The thiol group in cysteine is particularly important. It can be deprotonated to form a thiolate anion (\(S^-\)) under basic conditions, making it a strong nucleophile. This nucleophilic property is key to cysteine’s involvement in the nucleophilic substitution reaction with iodoacetic acid, where it attacks an electrophilic site.

Iodoacetic Acid

Iodoacetic acid is an alkylating agent commonly used in biochemical applications to modify proteins, especially by targeting thiol groups. It contains a carboxylic acid group and an iodine atom bound to a methylene group, making it reactive to nucleophiles. The iodine acts as a good leaving group, facilitating various substitution reactions.
In the reaction with cysteine, iodoacetic acid’s methylene group becomes electrophilic due to the electron-withdrawing nature of the iodine. This prepares the ground for a nucleophilic substitution, where the thiolate ion can attack the carbon atom of the methylene group, eventually leading to the formation of a thioether linkage.

Cysteine

Cysteine is a naturally occurring amino acid notable for its thiol group, making it unique among the amino acids. This thiol group can engage in redox reactions and form strong covalent bonds, such as disulfide bridges crucial for protein tertiary structures. In an SN2 reaction, cysteine’s thiol group can act as a nucleophile when transformed into a thiolate anion.
Upon deprotonation, the thiolate form becomes more reactive, making it suitable for attacking electrophilic carbon atoms in iodoacetic acid.
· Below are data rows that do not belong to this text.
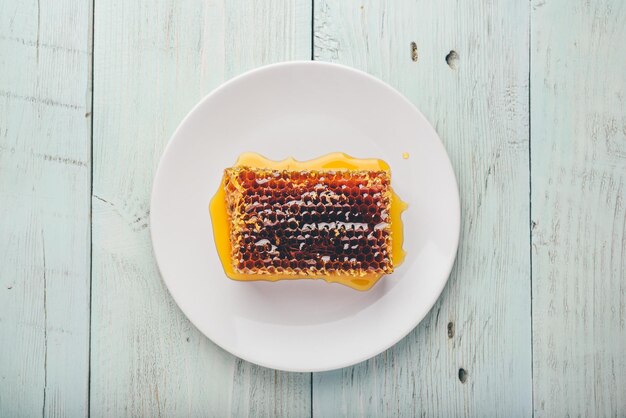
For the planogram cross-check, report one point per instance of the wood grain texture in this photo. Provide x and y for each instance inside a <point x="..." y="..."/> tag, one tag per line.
<point x="45" y="182"/>
<point x="468" y="73"/>
<point x="154" y="60"/>
<point x="578" y="113"/>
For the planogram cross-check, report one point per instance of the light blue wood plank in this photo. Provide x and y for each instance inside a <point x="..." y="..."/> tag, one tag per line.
<point x="45" y="186"/>
<point x="477" y="100"/>
<point x="153" y="62"/>
<point x="578" y="113"/>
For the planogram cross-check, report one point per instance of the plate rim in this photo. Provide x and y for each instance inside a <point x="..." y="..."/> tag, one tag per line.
<point x="449" y="264"/>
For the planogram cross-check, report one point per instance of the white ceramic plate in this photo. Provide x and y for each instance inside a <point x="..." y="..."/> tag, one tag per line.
<point x="304" y="110"/>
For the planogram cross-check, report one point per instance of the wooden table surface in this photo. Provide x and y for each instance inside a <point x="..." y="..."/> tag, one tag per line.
<point x="529" y="98"/>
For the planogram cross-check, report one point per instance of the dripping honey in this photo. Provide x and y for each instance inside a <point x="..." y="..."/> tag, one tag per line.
<point x="332" y="162"/>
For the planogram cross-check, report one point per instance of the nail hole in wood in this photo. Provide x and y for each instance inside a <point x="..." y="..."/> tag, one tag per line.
<point x="413" y="52"/>
<point x="462" y="375"/>
<point x="452" y="59"/>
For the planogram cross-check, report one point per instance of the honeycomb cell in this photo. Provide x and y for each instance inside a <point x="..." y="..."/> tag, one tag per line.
<point x="309" y="222"/>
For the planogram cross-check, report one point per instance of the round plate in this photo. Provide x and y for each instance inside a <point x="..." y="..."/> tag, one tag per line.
<point x="303" y="110"/>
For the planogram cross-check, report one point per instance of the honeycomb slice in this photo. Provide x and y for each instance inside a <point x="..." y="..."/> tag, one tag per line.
<point x="309" y="223"/>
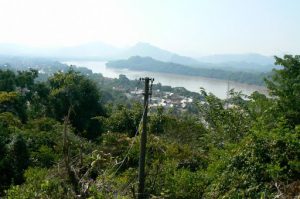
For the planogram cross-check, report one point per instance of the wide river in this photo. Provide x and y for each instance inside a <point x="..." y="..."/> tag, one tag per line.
<point x="192" y="83"/>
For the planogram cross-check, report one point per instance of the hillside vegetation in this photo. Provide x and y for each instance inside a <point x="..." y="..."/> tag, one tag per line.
<point x="67" y="137"/>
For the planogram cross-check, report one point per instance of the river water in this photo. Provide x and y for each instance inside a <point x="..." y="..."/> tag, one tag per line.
<point x="192" y="83"/>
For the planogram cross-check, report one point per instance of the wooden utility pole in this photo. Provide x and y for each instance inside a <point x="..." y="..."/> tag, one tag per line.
<point x="147" y="92"/>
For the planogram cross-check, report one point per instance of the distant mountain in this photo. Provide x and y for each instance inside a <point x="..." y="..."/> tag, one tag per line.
<point x="149" y="64"/>
<point x="148" y="50"/>
<point x="102" y="51"/>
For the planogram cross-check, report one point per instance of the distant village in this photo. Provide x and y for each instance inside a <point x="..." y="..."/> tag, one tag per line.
<point x="158" y="98"/>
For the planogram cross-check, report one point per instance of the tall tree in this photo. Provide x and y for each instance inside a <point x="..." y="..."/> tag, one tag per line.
<point x="74" y="90"/>
<point x="284" y="85"/>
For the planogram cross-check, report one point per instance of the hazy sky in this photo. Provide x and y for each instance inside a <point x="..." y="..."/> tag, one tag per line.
<point x="190" y="27"/>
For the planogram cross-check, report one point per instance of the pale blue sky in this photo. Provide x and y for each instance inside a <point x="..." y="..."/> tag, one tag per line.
<point x="190" y="27"/>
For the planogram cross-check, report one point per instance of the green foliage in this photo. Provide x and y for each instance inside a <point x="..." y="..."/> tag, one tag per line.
<point x="39" y="184"/>
<point x="75" y="91"/>
<point x="285" y="86"/>
<point x="241" y="147"/>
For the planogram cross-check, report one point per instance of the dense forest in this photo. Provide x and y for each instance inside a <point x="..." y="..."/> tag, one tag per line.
<point x="66" y="135"/>
<point x="149" y="64"/>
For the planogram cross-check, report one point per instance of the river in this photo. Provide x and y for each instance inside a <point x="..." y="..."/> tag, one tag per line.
<point x="192" y="83"/>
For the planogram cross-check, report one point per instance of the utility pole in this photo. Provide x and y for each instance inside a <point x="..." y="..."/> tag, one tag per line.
<point x="147" y="92"/>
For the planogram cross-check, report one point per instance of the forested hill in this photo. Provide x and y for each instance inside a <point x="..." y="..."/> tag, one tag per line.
<point x="60" y="138"/>
<point x="150" y="64"/>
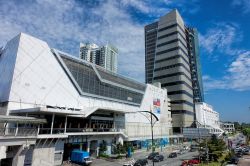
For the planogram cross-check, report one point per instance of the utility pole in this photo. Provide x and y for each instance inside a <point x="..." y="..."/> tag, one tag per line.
<point x="152" y="127"/>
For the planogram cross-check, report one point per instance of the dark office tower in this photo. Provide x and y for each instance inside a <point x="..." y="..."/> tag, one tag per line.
<point x="195" y="66"/>
<point x="150" y="47"/>
<point x="168" y="62"/>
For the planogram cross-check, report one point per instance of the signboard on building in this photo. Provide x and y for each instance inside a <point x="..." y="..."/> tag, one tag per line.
<point x="157" y="106"/>
<point x="196" y="133"/>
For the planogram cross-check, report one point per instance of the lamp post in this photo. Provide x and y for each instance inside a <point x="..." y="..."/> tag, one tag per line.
<point x="152" y="127"/>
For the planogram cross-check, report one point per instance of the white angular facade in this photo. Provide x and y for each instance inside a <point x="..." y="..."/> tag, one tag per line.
<point x="78" y="99"/>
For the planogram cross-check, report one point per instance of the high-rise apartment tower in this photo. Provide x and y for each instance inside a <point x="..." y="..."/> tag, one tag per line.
<point x="105" y="56"/>
<point x="170" y="50"/>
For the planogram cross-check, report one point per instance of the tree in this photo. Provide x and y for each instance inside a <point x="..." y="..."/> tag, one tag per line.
<point x="103" y="147"/>
<point x="215" y="148"/>
<point x="246" y="132"/>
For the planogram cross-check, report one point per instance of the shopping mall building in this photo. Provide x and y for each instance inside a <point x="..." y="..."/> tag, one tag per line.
<point x="52" y="102"/>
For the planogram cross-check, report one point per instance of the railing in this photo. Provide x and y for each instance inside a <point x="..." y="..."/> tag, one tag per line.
<point x="18" y="132"/>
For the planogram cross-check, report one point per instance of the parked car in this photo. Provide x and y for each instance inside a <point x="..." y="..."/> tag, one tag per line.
<point x="81" y="157"/>
<point x="193" y="161"/>
<point x="152" y="155"/>
<point x="158" y="158"/>
<point x="234" y="160"/>
<point x="181" y="151"/>
<point x="141" y="162"/>
<point x="172" y="155"/>
<point x="239" y="154"/>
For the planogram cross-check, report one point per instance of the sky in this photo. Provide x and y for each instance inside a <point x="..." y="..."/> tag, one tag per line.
<point x="223" y="25"/>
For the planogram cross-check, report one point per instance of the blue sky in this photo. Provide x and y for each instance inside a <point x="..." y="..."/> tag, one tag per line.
<point x="223" y="31"/>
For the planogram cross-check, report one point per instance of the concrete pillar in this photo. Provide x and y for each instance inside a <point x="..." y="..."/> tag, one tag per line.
<point x="19" y="157"/>
<point x="52" y="123"/>
<point x="88" y="146"/>
<point x="80" y="146"/>
<point x="65" y="125"/>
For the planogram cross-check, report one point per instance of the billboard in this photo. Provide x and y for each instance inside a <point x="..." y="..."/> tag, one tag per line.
<point x="157" y="106"/>
<point x="196" y="133"/>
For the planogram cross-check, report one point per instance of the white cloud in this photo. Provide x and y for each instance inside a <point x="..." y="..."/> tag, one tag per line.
<point x="221" y="38"/>
<point x="138" y="4"/>
<point x="244" y="4"/>
<point x="236" y="78"/>
<point x="240" y="72"/>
Through this process, cysteine can undergo modification, leading to derivatives such as S-carboxymethylcysteine, where the thiol is replaced by a thioether bond.

Thioether

A thioether is a type of functional group characterized by a sulfur atom bonded to two alkyl or aryl groups. It is very stable and resembles ethers, although sulfur replaces the oxygen atom.
In the reaction between cysteine and iodoacetic acid, the thiol group of cysteine is transformed into a thioether linkage. This occurs as the nucleophilic thiolate anion attaches to the carbon atom previously bonded to iodine, thus creating a covalent bond between sulfur and carbon. This transformation is essential in biological systems, often leading to more chemically stable and functional derivatives of cysteine.

Leaving Group

A leaving group is an atom or group of atoms that can depart with an electron pair in a substitution or elimination reaction. The effectiveness of a leaving group is key for reactions to proceed smoothly. Generally, a good leaving group should be able to stabilize the negative charge once it departs and is often weakly basic.
In the SN2 reaction with iodoacetic acid, the iodine atom acts as the leaving group. It is a good leaving group because iodine is large and can accommodate extra electron density comfortably after it is displaced. As the thiolate ion attacks, iodine departs as an iodide ion (\(I^-\)), facilitating the formation of the new covalent bond between the thiolate sulfur and the carbon atom, completing the nucleophilic substitution process.